Archive for February 2010
Political Correctness as Inadvertent Racism
Two Minorities Are Better Than One |
On February 1st, Arnold Schwarzanegger announced the appointment of Brigadier General Mary Kight as the new Adjutant-General of the California National Guard and Air National Guard. It was vintage Shwarzawanker. Let the cheap, no-risk compliments flow, so he looks just totally fabulous.
Brigadier General Kight is a 25 year veteran of the guard, and had been its assistant head honcho since 2006. Kight is also the first African-American and the first woman to hold the post, once confirmed by the California State Senate.
An African-American AND a Woman. Stop the presses!
This story has been pushed by one of my local NPR stations for three days since February 1.
Sure, it’s worth a a quick slug for one day, but not the rolling repeats of the long, gushing interviews with the Brigadier General to which we have been subjected.

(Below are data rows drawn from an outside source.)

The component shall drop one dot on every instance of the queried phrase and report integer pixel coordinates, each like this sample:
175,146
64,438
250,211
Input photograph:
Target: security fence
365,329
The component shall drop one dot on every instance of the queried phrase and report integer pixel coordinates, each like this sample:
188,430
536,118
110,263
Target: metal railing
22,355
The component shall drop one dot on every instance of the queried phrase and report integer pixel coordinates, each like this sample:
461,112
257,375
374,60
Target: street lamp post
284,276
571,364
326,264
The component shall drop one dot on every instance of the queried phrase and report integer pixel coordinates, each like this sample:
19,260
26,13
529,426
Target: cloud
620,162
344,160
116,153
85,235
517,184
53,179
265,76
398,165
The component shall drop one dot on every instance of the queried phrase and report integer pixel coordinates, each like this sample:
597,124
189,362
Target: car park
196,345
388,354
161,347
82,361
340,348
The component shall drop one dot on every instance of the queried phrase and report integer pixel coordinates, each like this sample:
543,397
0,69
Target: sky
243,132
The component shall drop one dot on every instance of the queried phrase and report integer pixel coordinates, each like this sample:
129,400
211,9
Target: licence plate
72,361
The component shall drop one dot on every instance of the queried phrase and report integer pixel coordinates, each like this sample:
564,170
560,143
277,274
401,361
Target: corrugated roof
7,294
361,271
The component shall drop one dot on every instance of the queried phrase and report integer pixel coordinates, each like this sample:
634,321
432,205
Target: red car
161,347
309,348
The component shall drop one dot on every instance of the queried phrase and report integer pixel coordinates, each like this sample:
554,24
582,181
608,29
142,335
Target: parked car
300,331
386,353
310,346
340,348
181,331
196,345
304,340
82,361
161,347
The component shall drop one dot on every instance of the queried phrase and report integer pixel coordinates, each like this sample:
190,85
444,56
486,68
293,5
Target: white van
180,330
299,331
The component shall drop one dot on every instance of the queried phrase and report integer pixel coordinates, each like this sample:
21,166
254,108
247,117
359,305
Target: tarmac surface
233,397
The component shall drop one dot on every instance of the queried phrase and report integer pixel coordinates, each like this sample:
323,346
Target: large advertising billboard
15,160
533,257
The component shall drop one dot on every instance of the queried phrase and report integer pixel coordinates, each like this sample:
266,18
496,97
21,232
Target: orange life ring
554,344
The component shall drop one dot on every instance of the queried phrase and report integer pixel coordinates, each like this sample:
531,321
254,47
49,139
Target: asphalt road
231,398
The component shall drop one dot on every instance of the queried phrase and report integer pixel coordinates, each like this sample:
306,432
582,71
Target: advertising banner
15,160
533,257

I doubt that many other Adjutant-General appointees are asked “follow your dream” questions to see if they have any advice for young people just starting out.
To her great credit, Brigadier General Kight responded to the patronizing questions she was asked with brisk equanimity. But the fact that they were asked, and the fact that the story has been papering the radio station with alarming regularity just smacks of an almost tawdry level of political correctness. And one that begs the question;
At what point does diversity drivel turn into the very racism it’s compensating for?
One would have hoped that the election of Barack Obama, one half of whom is African-American, to the Presidency, would have enabled our newsrooms to ease off on the gooey, politically correct diversity fetishism that they offer us, ad nauseam.
If I was African-American I’d be frankly embarrassed by the media’s constant need to spoon-feed me with touchy-feely stories to make me feel better just because I was a minority. It’s really time to lay off the cheese here, guys. We live in America, and all your diverso-crap points up is the fact that you, the white man media, has a great big guilty conscience that just won’t go away. It’s not racist to treat every American the same. But the media just cant help categorizing, labelling, dare one say it, ghettoizing its audiences.
Minorities in this country don’t want to be treated as minorities. They wanted to be treated as, oh, I don’t know, Americans. That is the way to consign racism in the US to the dustbin of history.
Perhaps if Brigadier General Kight was a black man OR a white woman, it would have prompted the media to be less irksome. After all, a recent former chairman of the Joint chiefs was a black man, and there are many senior female generals in the regular services.
One can only suppose the fact that Brigadier General Kight is black AND a woman was the reason for the media gush.
But in the view of Thereisnoplan, that just makes the whole moment insulting to two minorities (one of which is a majority) rather than one.